No-one here recognised Bill with his new look and at first they thought maybe I had a new man! A few people have said that he looks like Neil Young, who just happens to be one of my first musical crushes.

Here are a couple of pictures of Neil - see if you think there's a resemblance:




Here's Oscar in front of the veg garden. We're eating lots of peas, broad beans, salad greens, chard, kale, beets,  broccoli, strawberries and currants.


And Woody in the carnations. Yes, we'll be bringing both dogs with us when we move back to America this autumn. They both bark with Irish accents - 'woof' rhyming with 'roof'.


 In the plastic polytunnel we can grow things that like it warmer - sweet corn, tomatoes, peppers, eggplants and basil.

We're having another cool, wet summer, after a warm, dry spring. A recent study shows that the jet stream is moving north, and combined with warmer ocean temperatures this has caused regions north of the jet stream (Ireland, England and northern Europe) to have very cool, wet weather, while regions south of the jet stream are having prolonged heat waves and drought.

While our families and friends in America are trying to stay cool with air conditioning, we are trying to stay warm by burning wood and peat. Yes, I have actually been lighting fires in our woodstove in June and July. So now we are all using even more fuel in order to stay comfortable, thus burning more carbon and causing more ocean warming, pushing the jet stream further, causing more extreme weather, etc etc.



 This is a crop of leeks that we growing for seed, as Seed Guardians for Irish Seed Savers. These plants are in their second year now and the flower heads are starting to form seeds now, each one staked up because the seed heads are so heavy. 

This is one of the landscaping projects we did for new clients in June - an overhaul of what was an overgrown jungle of old shrubs, ivy and weeds, cleaned up and replanted with new trees and shrubs, and Bill made an intricate fan-patterned patio in the center.



The Burren
We made a special point to visit the Burren in north Clare in June, the peak of the wildflowers and especially many types of orchid. It's strange that such a rocky, barren looking landscape could host such a profusion of wild flowers, but they grow in the cracks, or 'grikes' between the stones, and on the thin soil at the edge of roads and base of stone walls.

 Wild geraniums

Carline Thistle


An unusually tall orchid, I think because it was growing in the shade of the hazel trees.

It was a spotted orchid, a common one in the Burren, but no two are quite alike in color or pattern. 


 The trail goes through a wee glen. These mossy little hazel woods are such a sweet contrast to the grey expanse of stone surrounding them, and I always keep my eyes open for fairies or leprechauns here!


 Wait, is that one there?


 A seasonal lake called a 'turlough'. This year they are all full to the brim.

 Even some meadow areas were turning into ponds with all the rain we had in June.

With all the rain here you would think it would be great for mushrooms, but we rarely see them.
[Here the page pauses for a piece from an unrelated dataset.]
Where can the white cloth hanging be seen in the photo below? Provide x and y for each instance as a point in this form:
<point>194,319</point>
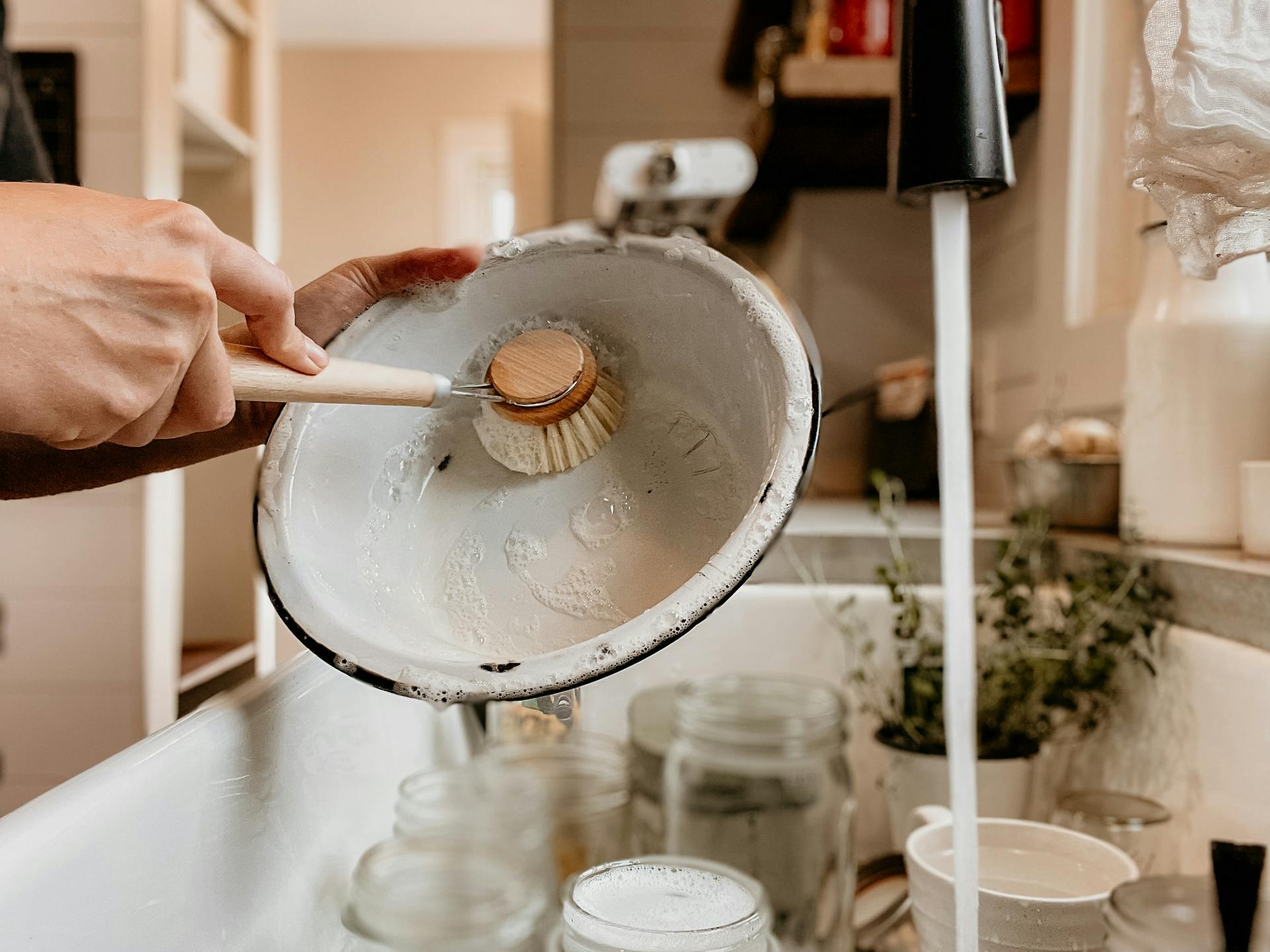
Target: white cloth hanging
<point>1199,136</point>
Too cool, maybe. This is one big bolete that we saw that day.


Finally we came to one of our favorite Burren meadows, which is practically carpeted with wildflowers at this time of year.


Oh flowers, how I do love thee!


 A strange orchid called the Frog Orchid


 Another Spotted Orchid

 The Pyramidal Orchid


An especially long Spotted Orchid




 Spotted Orchid, closeup



 There was one orchid we did not see that day although we looked hard. It's my favorite so I'm going to put in a picture of it from a Burren walk in 2008. The Bee Orchid mimics the size, shape and color of a bumblebee, enough so that the male bees are fooled and try to mate with the orchids, thus spreading the pollen from plant to plant.